Akan tetapi, karena pada waktu itu senja telah datang dan di sebelah depan merupakan hutan yang gelap, dia tidak lagi melihat bayangan ketua Jeng-hwa-pang. Kim Hong Liu-nio berdiri termangu-mangu. Dia adalah seorang yang sakti dan jangankan baru menghadapi seorang seperti Gak Song Kam saja, biar ada lima orang Gak Song Kam dia tidak akan takut menandinginya.

Akan tetapi, Gak Song Kam adalah seorang ahli racun, dan kini orang yang curang itu telah berada di dalam hutan gelap. Menghadapi seorang curang seperti ketua Jeng-hwa-pang itu, di tempat gelap dan orang itu ahli racun, benar-benar merupakan bahaya besar dan Kim Hong Liu-nio bukanlah seorang bodoh. Memang dia kehilangan Sin Liong, akan tetapi anak itu dalam waktu enam bulan akan mati juga. Pula, untuk mencari Cia Bun Houw tanpa bantuan Sin Liongpun dia masih sanggup.

Maka setelah mengepal tinju memandang ke arah hutan gelap dan di dalam hatinya berjanji untuk kelak membunuh Gak Song Kam, dia lalu membalikkan tubuh kembali kepada sutenya yang telah menantinya di dalam kereta. Ternyata bahwa tujuh puluh lebih anggauta Jeng-hwa-pang, tidak ada seorangpun yang dapat lolos. Semua terbunuh oleh pasukannya, akan tetapi fihak pasukan juga kehilangan banyak orang, hampir dua ratus orang anggauta pasukan tewas karena orang-orang Jeng-hwa-pang tadi juga menggunakan racun-racun yang menjatuhkan banyak lawan.

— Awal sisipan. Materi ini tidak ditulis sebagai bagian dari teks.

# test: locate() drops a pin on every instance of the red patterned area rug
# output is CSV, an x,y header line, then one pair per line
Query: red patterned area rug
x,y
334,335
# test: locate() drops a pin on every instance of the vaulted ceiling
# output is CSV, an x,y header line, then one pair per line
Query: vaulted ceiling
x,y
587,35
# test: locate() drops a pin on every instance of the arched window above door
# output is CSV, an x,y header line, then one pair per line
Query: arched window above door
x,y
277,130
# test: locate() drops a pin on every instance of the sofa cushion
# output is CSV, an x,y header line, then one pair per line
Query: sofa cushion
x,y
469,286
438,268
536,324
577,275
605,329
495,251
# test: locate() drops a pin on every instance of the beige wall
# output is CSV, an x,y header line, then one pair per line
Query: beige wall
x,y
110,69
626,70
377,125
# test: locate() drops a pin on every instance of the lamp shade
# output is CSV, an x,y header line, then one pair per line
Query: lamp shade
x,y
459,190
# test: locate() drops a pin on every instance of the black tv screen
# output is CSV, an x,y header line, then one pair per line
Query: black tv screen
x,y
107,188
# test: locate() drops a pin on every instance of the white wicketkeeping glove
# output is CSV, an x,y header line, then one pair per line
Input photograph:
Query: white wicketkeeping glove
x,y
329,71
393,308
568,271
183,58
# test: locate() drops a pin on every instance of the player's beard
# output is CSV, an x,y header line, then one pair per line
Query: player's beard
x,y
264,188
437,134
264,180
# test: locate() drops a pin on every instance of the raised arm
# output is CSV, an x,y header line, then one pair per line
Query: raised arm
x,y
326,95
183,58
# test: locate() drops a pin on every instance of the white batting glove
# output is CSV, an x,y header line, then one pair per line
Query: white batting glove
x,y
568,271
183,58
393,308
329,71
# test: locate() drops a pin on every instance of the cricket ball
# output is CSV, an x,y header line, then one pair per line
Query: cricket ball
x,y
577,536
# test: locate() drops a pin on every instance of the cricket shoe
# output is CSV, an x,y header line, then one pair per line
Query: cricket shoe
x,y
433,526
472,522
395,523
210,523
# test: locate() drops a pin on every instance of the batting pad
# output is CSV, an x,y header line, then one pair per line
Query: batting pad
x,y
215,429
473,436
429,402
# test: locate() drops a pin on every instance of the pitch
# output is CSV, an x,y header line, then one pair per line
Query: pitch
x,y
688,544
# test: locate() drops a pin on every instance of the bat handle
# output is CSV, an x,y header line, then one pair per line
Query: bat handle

Setelah memesan agar para komandan pasukan mengurus anak buah yang telah tewas, Kim Hong Liu-nio lalu memilih dua ekor kuda terbaik, kemudian bersama Han Houw dia melanjutkan perjalanan dengan menunggang kuda, menuju ke selatan, ke tembok besar untuk mulai dengan perjalanannya yang jauh dan penuh bahaya, menuju ke Kerajaan Beng, selain untuk memenuhi perintah permaisuri, yaitu mengusahakan agar Han Houw dapat berjumpa dengan kaisar, juga untuk mencari musuh-musuh besar gurunya, yaitu Cia Bun Houw, Yap In Hong, dan Tio Sun.